There is only one study on each of sublingual immunotherapy (SLIT) and epicutaneous IT (EPIT) in CM allergy. In 2009, Dupont et al. reported on the efficacy and safety of epicutaneous immunotherapy (EPIT) for CM allergic children. They concluded that the effect of EPIT was not significant in open food challenge but was safe. The study suggested that significance of EPIT has not been demonstrated because of only a 3 months study period. In 2010, Keet reported the safety and efficacy of combined sublingual and oral immunotherapy for milk allergy. They compared the safety and efficacy of 2 protocols; sublingual immunotherapy followed by OIT and SLIT only. They concluded that OIT was more effective for desensitization to CM than SLIT alone but was accompanied by more systemic side effects.

Thus, these 2 protocols (SLIT, EPIT) were less effective than the OIT protocol, but OIT combination of this protocol may be safer than an OIT only protocol. Further study is needed to elucidate the efficacy and safety of the 2 protocols.

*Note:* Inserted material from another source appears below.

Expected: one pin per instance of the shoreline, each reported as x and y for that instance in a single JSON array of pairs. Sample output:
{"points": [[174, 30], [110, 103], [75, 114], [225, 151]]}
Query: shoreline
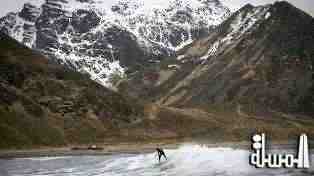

Expert opinion on future protocols

In summary, it may be effective and mostly safe to perform the conventional 3 steps procedure: rush, build up and maintenance phase or the 2 steps procedure: rush and maintenance phase using MH-CM for the mild allergic CM patient. However, alternative protocols should be available for complete desensitization to CM for patients with severe adverse signs such as high levels sIgE or reaction with only a very small amount of CM in the food challenge. The best procedure for these severe cases could be considered to first start SLIT, or EPIT, followed by conventional OIT with MH-CM. To safely complete desensitization or immunotolerance to CM allergy may require a 2-steps theory: low dose tolerance followed by high dose tolerance. Low dose tolerance is mediated by regulatory T cells and cytokines, such as IL-10 and TGF-β. These tolerogenic factors may be induced by SLIT or EPIT using a small amount of CM. High dose tolerance is mediated by lymphocyte anergy or clonal deletion, which may be induced by conventional OIT. In general, in conventional OIT severe adverses event occasionally occur in the rush phase or in the early maintenance phase. Therefore, if SLIT or EPIT induced regulatory T cells and immunosuppressive cytokine before rapid dosing, it is possible to rapidly dose and maintain high doses of CM safely, resulting in inducing and maintaining high-dose CM ingestion quickly. The patient could thus achieve complete desensitization or immunotolerance. The period of use of SLIT and EPIT may be evaluated in future studies.

Conclusions

There are only 5 RTC studies of CM-OIT and these are low powered single center trials. Therefore, evidence levels were also low and sometimes frequent and severe allergic events occurs during OIT. Furthermore, studies containing long-term follow up observations and SU are rare. Additionally, clinical tolerance is not well defined and remain obscure. Thus, several problems remain to be resolved, but hopefully OIT in combination with OMB and using less allergenic heated CM products will resolve these problems in the future.